Fremont General Corporation
- Type: public company
- Industry: Financial services
- Predecessor: Tomar Financial Corp
- Founded: 1963
- Defunct: 2010
- Fate: bankruptcy
- Successor: Signature Group Holdings LLC
- Headquarters: Santa Monica, California, United States
- Area served: United States
- Key people: James A. McIntyre (CEO, 1976-2004)
- Services: Subprime mortgage lenders, investments, loans
- Website: fremontgeneral.com ^{[dead link]}

= Fremont General Corporation =

Fremont General Corporation was an American holding company for Fremont Investment & Loan, an industrial bank based in Santa Monica, California.

At its peak, during the early and mid 2000s, it was one of the largest subprime mortgage lenders in the United States. The company filed for bankruptcy in 2008 during the 2008 financial crisis.

== History ==
=== Foundation and early years ===
The company was founded in 1963 and incorporated in 1972 under the name Lemac Corporation. It changed its name in March 1973 to Fremont General Corporation and served as a holding company. It went public in 1977. The company primarily owned insurance businesses during its early years, including property, casualty and life insurance. Their workers' compensation insurance business was the seventh largest in the United States.

The insurance operations gradually ceased, with the last, Fremont Indemnity, discontinued in 2001. The state of California took over supervision of the worker's compensation business in 2000, and the company agreed to cease its insurance operations, with the state assuming conservatorship in 2003.

The company was headed by James A. McIntyre, who served as the company's CEO from 1976 to 2004, and as chairman of the board from 1989 to January 2008.

=== Subprime lending business 1990s ===
In 1990, the company acquired Tomar Financial Corp, which owned two state-chartered industrial banks, Investors Thrift & Loan and Liberty Thrift & Loan. At the time, the two banks had combined assets of about $182 million (~$ in ).

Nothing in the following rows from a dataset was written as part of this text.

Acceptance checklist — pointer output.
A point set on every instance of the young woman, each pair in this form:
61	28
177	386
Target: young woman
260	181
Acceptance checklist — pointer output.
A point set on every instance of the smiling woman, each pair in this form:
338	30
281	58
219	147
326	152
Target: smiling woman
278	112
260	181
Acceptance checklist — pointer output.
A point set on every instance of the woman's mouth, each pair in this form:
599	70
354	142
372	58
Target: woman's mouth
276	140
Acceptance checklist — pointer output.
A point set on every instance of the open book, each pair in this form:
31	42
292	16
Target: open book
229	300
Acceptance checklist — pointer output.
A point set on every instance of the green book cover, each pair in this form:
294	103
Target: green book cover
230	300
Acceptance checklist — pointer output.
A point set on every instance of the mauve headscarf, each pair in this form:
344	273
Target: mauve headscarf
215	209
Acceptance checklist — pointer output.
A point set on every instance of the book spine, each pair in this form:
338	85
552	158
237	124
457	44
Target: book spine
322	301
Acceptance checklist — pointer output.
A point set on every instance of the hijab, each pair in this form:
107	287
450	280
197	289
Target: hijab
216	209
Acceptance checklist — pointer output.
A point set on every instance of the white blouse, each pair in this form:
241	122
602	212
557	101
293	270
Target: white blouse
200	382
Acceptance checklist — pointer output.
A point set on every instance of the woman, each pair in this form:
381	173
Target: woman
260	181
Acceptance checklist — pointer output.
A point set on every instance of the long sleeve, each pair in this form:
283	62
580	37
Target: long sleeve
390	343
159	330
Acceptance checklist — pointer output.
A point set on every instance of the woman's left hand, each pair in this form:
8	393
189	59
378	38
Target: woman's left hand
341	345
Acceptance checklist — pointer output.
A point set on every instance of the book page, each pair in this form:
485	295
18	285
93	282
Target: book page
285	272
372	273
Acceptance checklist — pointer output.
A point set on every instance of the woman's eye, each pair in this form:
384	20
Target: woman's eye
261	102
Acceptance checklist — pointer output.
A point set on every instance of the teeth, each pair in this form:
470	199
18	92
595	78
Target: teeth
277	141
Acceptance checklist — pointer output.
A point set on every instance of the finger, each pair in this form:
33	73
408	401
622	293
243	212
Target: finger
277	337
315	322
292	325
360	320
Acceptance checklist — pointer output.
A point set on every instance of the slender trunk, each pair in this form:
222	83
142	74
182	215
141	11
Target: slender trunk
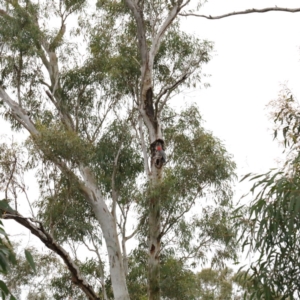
154	222
109	230
154	247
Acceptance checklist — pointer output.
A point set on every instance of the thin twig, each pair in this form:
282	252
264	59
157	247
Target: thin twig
243	12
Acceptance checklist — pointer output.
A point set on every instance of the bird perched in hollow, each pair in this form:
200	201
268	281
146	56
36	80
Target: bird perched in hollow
161	153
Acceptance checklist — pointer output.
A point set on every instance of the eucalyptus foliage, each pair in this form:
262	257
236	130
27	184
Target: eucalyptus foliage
92	83
273	227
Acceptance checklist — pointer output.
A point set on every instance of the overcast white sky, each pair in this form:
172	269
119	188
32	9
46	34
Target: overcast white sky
254	54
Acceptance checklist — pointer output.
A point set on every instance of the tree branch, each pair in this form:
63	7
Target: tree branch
49	242
243	12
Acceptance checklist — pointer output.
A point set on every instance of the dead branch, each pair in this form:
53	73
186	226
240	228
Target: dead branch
243	12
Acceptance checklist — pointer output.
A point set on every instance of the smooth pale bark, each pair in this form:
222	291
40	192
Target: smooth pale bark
94	197
47	53
108	226
150	115
49	242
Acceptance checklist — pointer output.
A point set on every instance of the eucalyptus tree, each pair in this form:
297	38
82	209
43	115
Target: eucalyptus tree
68	68
272	227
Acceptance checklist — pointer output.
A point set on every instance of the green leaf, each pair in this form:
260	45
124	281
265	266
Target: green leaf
3	287
29	258
5	206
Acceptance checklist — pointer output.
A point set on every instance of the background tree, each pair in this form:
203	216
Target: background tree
272	228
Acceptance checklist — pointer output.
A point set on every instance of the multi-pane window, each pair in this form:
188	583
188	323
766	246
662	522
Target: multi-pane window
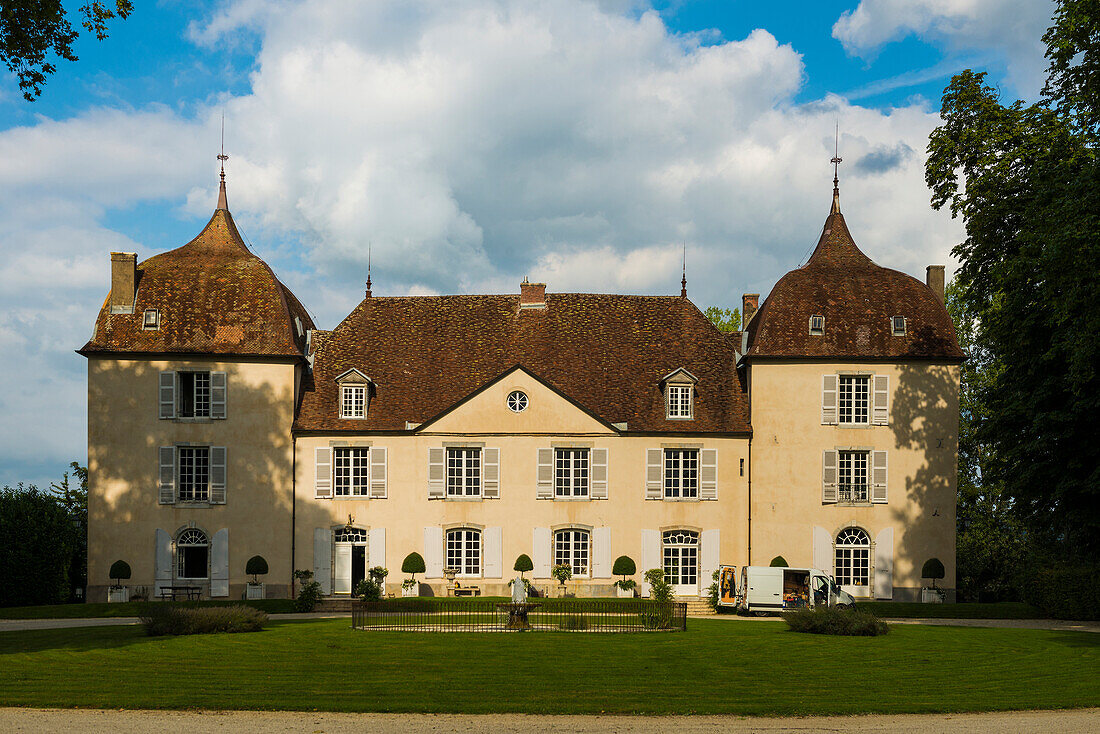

The two banks were merged and their name changed to Fremont Investment & Loan, based in Brea, California.

The bank's assets reached $12.7 billion at the end of 2006, with deposits of $10.1 billion. The bank was among the largest subprime mortgage lenders in the U.S., ranking sixth in 2005 and 2006 in the dollar volume of subprime mortgage originations. The bank was also among the largest issuers of subprime mortgage-backed securities in the U.S., ranking eighth in 2005 and fourth in 2006 in the dollar volume of subprime MBS issuances.

The company had a net loss of $202 million in 2006, and a net loss of $856 million in the first nine months of 2007. Fremont Investment & Loan was forced out of the subprime lending business in 2007 after their regulators, the Federal Deposit Insurance Corporation, filed a cease and desist notice against the bank.

The bank also sold their commercial lending business in May 2007 to iStar Financial.

The next year, the company relocated their headquarters from Santa Monica to Brea, California.

=== Bankruptcy 2008 ===
Fremont General Corp. filed for Chapter 11 bankruptcy in June 2008. Fremont Investment & Loan's assets were sold off and it surrendered its state banking charter. The bank's retail business, including its deposits, were sold in 2008 to CapitalSource Inc. in Chevy Chase, Maryland (which operated as CapitalSource Bank). The bank's mortgage servicing rights were sold to Litton Loan Servicing (owned at the time by Goldman Sachs, now owned by Ocwen).

The company emerged from bankruptcy in 2010 and was acquired by Signature Group Holdings LLC. Fremont General Corp.'s name was changed to Signature Group Holdings Inc. Its primary asset was almost $1 billion in net operating loss tax carryforwards. Investor Sam Zell acquired control of the company in 2013, and the name was changed to Real Industry, Inc. after its acquisition of Real Alloy, an aluminum recycling company.

=== Predatory practices and class action litigations ===
A consolidated securities class action was filed in the United States District Court for the Central District of California against Fremont in 2007. The suit alleged violations of federal securities laws concerning statements about its loan portfolio and financial condition. The action was dismissed with prejudice in April 2010. The plaintiffs filed an appeal.

In June 2009, the company agreed to a legal settlement with the State of Massachusetts regarding predatory lending practices. They agreed to pay $10 million in consumer relief, civil penalties and costs. The company had made adjustable-rate mortgage loans without considering the customers ability to pay after the initial teaser rate had expired.

A separate Employee Retirement Income Security Act of 1974 class action was filed in 2010 by participants in Fremont's retirement and employee stock plans. In 2011, the court approved a settlement under which insurance carriers agreed to pay $21 million to resolve the claims.